Because “marketing” is such a broad term, they can get away with it.
It is so hard to move on from jobs like these because there are so many people in the same position, stuck in shapeless jobs in “marketing.”
My advice? Find a specialty within marketing. For me, it was search engine marketing, and that gave me career definition for the first time since graduation.
Network, network, network.
Here’s a secret: unless the job requires a specific technical background or certification, most people can do most entry-to-mid-level jobs.
There’s no better example than how I got my second post-college job. At the time, I was writing a personal blog and knew a handful of bloggers in the Boston area. One of them, The Missus, offered me a chance to come in to work for her.
Her reasoning? ”Anyone can learn SEO. I need someone who can write, and I know you can do that.”
Nurture every relationship you make, and don’t burn any bridges. You never know where they could lead you.
Save for retirement.
I’m no finance guru, so I’ll spare you the spiel that you’ve probably already heard and implore you to start saving in your twenties. You’ll save so much more that way.
Have some party years.
If not now, WHEN?!
I’m not saying you should do anything destructive or illegal. But take some time to get to know half the bartenders in your neighborhood, dance on tables, and occasionally go out until 4:00 AM on a work night.
This is the time.
Date around — a lot!
The more you date, the more you learn about what works for you. It’s not about figuring out whether you like blondes or brunettes. It’s about figuring out which values are important to you in a long-term partner.
The more you date, the easier it is to realize when something is right — and when something is very, very wrong.
Go to Vegas.
Vegas is one of the greatest party destinations in the world, and it’s especially great for twenty-somethings.

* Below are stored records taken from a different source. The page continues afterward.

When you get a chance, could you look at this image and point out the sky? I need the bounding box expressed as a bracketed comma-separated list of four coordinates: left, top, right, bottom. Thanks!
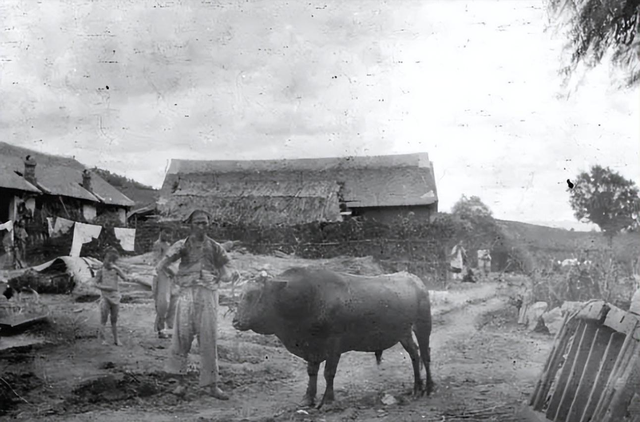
[0, 0, 640, 229]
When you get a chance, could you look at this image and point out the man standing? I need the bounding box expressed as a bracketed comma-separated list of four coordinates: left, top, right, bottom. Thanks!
[450, 241, 467, 280]
[152, 228, 179, 339]
[478, 249, 491, 277]
[156, 210, 238, 400]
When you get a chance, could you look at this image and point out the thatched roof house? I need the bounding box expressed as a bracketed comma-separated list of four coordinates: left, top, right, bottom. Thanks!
[0, 142, 134, 226]
[158, 154, 438, 225]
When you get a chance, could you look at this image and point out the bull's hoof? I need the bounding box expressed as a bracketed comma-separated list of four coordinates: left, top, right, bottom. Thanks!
[316, 393, 334, 409]
[300, 396, 316, 407]
[425, 382, 436, 396]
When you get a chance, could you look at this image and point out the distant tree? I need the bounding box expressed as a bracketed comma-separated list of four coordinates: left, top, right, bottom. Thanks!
[451, 195, 499, 248]
[568, 165, 640, 246]
[548, 0, 640, 86]
[451, 195, 493, 220]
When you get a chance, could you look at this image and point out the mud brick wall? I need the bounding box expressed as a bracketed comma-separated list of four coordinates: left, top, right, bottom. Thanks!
[136, 220, 454, 284]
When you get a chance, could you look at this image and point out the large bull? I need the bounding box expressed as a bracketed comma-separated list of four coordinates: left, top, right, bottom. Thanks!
[233, 268, 434, 407]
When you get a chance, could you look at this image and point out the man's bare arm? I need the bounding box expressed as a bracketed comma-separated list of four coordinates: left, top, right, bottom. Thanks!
[156, 240, 184, 276]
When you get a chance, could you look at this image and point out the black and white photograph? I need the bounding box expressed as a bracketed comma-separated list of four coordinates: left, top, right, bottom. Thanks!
[0, 0, 640, 422]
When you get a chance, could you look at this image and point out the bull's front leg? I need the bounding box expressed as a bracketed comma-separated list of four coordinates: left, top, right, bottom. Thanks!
[318, 353, 340, 409]
[301, 362, 320, 407]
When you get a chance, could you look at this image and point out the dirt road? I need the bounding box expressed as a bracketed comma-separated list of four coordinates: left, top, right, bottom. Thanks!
[0, 285, 552, 422]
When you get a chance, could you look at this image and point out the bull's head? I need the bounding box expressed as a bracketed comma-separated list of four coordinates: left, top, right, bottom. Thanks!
[232, 277, 287, 334]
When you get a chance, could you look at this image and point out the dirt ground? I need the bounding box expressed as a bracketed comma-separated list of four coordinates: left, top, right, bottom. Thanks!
[0, 268, 553, 422]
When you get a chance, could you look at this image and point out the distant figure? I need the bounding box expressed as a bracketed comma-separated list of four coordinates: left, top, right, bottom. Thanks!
[450, 241, 467, 280]
[152, 228, 179, 339]
[13, 220, 29, 268]
[94, 248, 127, 346]
[478, 249, 491, 277]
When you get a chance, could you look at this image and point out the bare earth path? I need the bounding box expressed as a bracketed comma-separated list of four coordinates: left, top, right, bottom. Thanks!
[0, 285, 552, 422]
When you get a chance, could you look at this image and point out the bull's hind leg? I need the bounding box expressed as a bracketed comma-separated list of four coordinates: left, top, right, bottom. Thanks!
[415, 321, 435, 395]
[318, 353, 340, 409]
[400, 332, 422, 397]
[300, 362, 320, 407]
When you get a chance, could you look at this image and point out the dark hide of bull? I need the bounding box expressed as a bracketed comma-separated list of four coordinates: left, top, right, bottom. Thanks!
[233, 268, 434, 407]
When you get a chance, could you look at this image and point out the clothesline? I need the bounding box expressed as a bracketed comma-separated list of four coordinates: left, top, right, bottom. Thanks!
[0, 217, 136, 257]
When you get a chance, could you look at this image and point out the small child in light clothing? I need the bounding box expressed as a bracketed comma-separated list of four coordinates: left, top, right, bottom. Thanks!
[94, 248, 128, 346]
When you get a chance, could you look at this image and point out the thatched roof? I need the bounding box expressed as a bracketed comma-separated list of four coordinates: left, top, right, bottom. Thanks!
[161, 153, 438, 208]
[0, 142, 134, 207]
[159, 177, 341, 225]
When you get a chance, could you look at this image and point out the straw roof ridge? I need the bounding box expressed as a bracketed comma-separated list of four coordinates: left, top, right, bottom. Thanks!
[0, 142, 134, 207]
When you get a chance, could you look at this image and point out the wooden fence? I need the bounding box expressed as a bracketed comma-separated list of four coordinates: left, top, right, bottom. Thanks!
[529, 295, 640, 422]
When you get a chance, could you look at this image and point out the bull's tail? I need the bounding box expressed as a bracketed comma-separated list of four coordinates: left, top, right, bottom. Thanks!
[375, 350, 382, 365]
[414, 291, 435, 394]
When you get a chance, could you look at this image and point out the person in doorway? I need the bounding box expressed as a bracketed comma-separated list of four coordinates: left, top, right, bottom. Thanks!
[152, 228, 179, 339]
[451, 241, 467, 280]
[94, 248, 128, 346]
[156, 210, 238, 400]
[478, 249, 491, 277]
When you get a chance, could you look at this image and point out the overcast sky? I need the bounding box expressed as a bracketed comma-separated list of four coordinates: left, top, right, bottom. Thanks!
[0, 0, 640, 231]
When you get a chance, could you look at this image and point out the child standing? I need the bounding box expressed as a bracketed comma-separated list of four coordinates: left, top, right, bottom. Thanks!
[95, 248, 127, 346]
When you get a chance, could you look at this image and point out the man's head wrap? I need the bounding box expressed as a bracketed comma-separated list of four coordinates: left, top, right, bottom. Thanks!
[183, 209, 213, 224]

Chances are you’ll end up in Vegas sometime. My suggestion? Do it while you’re in your prime. Much better than doing it when you’re in your fifties with your spouse or friends.
And most importantly: Don’t let anybody tell you that these years are awful.
When I was in college, recent grads would come back to Fairfield and bemoan their lives, saying, “Stay in college as long as possible — the real world sucks!”
Frankly, these years are AWESOME. Living on your own, having few obligations, finally having enough money to travel or buy nice things, going out all the time — THESE are the good years. You’ll love them.